I put the parts I find most poetic in bold. This might help you see what I mean more clearly:

The first man,
having fenced
a piece of land said,
This is mine

How many horrors
might one have saved
by pulling the stakes,
filling the ditch,
and crying out:

Beware this impostor;
you are undone to forget
the earth belongs
to nobody.

Nicolas-Charles-Joseph Trublet said in 1735:

"The earliest writers, we are told, were poets. That I can well believe; they could not very well have been anything else. But the latest will be philosophers."

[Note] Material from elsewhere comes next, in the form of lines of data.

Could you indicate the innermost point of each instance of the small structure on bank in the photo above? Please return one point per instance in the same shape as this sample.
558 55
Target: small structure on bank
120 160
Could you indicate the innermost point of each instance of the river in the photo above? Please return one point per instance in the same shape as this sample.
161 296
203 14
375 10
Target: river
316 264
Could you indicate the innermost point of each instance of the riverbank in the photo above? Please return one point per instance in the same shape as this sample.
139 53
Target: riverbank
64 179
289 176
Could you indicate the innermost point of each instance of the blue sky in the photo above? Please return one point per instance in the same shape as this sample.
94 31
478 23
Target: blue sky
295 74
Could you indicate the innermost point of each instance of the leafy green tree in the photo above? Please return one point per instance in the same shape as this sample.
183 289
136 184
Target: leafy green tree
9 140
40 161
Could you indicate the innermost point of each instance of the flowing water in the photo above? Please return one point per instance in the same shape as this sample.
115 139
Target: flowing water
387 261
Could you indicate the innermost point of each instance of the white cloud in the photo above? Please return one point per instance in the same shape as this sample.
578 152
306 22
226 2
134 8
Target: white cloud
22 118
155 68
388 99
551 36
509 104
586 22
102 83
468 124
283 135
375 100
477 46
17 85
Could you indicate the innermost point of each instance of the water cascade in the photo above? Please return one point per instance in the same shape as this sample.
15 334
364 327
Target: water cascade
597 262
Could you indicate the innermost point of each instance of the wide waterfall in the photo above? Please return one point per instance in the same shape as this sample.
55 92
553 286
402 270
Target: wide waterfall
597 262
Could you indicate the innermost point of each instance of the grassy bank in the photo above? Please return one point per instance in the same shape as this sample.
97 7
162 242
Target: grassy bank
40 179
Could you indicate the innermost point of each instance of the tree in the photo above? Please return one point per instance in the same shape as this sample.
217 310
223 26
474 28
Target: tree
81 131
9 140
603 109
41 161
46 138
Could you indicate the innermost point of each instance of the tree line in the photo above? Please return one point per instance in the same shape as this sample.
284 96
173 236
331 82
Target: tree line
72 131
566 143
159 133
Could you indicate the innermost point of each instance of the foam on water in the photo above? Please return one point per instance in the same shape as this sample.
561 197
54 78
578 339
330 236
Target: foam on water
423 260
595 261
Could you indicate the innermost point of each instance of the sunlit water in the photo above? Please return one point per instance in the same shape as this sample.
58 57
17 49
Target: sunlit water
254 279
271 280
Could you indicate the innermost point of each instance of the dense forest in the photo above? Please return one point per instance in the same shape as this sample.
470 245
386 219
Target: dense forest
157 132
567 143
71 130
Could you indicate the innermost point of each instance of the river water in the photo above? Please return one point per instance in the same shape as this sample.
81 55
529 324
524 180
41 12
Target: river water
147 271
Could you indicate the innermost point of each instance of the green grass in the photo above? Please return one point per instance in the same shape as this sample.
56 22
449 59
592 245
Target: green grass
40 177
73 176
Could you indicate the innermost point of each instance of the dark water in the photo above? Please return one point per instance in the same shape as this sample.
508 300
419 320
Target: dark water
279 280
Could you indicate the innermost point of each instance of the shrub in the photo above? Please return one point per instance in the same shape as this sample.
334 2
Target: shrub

I would argue there isn't a difference.

01 July 2013

Inspiration : Exoenzyme

Exoenzyme 10/1/09

Take off your shirt let me hold it to my chest


The poem has obvious sexual overtones. The act of eating is inherently sensual. Sex involves the tongue. The body. The fact that we are moved by pheromones, that a person's smell holds the key to attraction. Our clothes, objects, homes also hold this power.

There
is a taste as I spoon you into my mouth


There is the story of the Mellified Man, a particular obsession of mine - An elder, knowing it is their time to go stops eating. They only ingest honey. It fills their insides. Eventually they even sweat a thickened golden liquid. Their blood also turns sweet. Then they die. The body is placed in a coffin filled with honey and the whole thing is buried for a generation. When it is dug up, the body has turned into a semi-solid. The entire town/village/tribe comes and partakes. The ingesting of the dead elder infuses the next generation with that person's knowledge. They are literally becoming their ancestor.

From your ___ to my ___

Beautiful - anything could be sitting
filling those blanks


Ambiguity is key to all things. Sex, history, the rites of cultures. Those blanks hold the world. But they also seem to be obviously filled.